Joe Donnelly: Fell out

I'm going to echo Tom here: I'm not feeling Fallout 76. I love modern day Fallout games and while, yes, post-apocalyptic 2102 West Virginia looks great, everything else, from what I've seen so far, looks janky and awkward and a bit like Elder Scrolls Online. If you like The Elder Scrolls Online that's great, but despite ZeniMax telling us not to expect Skyrim Online from TESO at launch, I'm one of those players who wanted exactly that. I also want something similar from Fallout 76—an online multiplayer variation of Bethesda's three-dimensional, open-world take on the series, with NPCs and everything else that entails. I dunno, maybe I'll backtrack come launch later this month—I hope I do—but I'm just not digging it at this stage.   

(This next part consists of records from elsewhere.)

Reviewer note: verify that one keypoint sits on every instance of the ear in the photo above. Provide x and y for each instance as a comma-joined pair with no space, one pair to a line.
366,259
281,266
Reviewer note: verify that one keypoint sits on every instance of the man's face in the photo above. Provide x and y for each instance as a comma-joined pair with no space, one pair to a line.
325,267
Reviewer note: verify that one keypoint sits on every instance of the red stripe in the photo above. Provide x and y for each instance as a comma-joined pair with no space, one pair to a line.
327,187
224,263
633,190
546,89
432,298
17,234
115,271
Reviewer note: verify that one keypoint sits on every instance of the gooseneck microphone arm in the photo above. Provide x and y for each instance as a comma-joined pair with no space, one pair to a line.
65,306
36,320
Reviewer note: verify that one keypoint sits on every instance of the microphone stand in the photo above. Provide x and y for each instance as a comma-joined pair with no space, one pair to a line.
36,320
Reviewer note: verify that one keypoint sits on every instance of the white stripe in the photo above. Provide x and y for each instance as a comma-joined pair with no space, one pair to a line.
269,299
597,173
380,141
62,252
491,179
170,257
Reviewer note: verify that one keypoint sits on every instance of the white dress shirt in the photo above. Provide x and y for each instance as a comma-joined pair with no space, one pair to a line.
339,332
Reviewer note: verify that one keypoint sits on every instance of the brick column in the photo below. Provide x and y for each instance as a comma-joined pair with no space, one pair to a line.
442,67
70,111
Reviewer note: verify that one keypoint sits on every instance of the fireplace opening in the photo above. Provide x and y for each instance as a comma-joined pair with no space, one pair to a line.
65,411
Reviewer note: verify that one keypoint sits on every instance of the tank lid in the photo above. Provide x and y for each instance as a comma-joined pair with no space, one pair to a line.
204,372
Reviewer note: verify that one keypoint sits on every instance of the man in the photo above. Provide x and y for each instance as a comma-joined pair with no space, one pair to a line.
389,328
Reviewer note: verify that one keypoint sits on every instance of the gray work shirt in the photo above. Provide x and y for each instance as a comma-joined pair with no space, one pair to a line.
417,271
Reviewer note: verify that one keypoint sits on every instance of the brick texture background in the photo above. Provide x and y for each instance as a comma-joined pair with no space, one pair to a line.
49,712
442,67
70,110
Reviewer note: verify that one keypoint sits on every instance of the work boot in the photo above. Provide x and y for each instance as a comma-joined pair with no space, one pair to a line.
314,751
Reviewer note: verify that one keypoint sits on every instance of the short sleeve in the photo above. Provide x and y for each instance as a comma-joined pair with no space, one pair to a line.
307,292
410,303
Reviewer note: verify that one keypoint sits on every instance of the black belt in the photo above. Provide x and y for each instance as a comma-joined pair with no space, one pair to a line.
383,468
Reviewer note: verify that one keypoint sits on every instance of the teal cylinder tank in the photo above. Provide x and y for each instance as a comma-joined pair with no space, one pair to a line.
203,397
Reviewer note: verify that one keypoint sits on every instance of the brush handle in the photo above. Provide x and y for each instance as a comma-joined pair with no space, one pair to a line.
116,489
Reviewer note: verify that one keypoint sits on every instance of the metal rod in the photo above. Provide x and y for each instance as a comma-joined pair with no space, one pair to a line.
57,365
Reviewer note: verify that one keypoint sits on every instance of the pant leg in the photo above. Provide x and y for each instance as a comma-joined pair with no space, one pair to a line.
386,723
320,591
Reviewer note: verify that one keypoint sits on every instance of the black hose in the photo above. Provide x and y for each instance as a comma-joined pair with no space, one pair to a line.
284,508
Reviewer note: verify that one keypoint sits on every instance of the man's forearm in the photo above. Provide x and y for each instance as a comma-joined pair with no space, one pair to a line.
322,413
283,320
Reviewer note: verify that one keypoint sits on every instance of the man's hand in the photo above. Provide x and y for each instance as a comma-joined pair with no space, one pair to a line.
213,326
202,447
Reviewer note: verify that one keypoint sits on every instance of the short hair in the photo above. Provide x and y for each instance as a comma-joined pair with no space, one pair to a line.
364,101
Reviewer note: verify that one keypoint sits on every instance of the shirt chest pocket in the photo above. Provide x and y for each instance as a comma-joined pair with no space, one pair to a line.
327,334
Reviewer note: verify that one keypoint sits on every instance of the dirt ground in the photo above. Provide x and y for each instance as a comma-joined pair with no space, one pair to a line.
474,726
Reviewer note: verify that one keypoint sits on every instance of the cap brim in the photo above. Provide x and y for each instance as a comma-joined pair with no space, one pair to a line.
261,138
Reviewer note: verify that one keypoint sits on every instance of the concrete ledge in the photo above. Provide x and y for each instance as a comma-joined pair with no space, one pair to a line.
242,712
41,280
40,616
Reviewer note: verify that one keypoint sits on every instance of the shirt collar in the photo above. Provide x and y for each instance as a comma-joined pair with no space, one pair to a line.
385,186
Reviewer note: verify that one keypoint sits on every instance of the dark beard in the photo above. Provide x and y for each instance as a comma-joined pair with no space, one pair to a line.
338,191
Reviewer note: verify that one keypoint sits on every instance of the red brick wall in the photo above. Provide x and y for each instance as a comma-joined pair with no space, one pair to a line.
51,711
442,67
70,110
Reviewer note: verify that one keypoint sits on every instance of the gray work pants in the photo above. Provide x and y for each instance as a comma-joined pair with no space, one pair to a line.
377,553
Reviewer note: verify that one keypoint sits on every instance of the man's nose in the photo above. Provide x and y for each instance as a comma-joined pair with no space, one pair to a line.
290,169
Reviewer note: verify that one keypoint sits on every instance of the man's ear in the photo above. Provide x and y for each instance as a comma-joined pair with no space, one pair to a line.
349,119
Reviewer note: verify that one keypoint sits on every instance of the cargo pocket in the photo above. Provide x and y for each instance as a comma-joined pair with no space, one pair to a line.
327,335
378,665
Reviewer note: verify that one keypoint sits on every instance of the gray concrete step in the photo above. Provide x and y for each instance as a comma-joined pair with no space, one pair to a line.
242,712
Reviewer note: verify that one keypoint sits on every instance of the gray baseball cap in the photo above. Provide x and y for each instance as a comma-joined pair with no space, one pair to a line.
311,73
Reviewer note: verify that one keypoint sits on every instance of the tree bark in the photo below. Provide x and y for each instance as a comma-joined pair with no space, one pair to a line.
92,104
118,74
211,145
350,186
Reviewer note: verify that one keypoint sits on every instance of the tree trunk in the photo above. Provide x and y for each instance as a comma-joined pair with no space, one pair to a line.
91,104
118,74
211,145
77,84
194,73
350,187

Samuel Roberts: Creed curve 

When I published our piece on the experience booster in Assassin's Creed Odyssey, I deliberated on the headline a fair amount. I went with 'leaves a bit of a sour taste' instead of the original 'leaves a sour taste', because despite the irritating nature of level gating in that game, I'm still massively enjoying it. The story has shocking, thrilling moments and interesting choices, and I'm getting a (Spartan) kick out of the various combat abilities. I was an Assassin's Creed grump for years, and between this and Origins, it has turned me around.

Nonetheless, it would be a better world without XP boosters that sell for real money. Nothing will ever change my mind on that.

Steven Messner: The end of an Odyssey

This week I finally wrapped up the last important bits of Assassin's Creed Odyssey's endgame, meaning there's not much to do other than bang out daily quests in exchange for cosmetic rewards. Being a singleplayer game where no one gives a rat's ass what I look like, that doesn't motivate me all that much. That's left an Odyssey-shaped hole in my heart, though. Being a games journalist means I'm constantly flipping from one game to the next, so it's pretty rare for me to completely finish a game these days.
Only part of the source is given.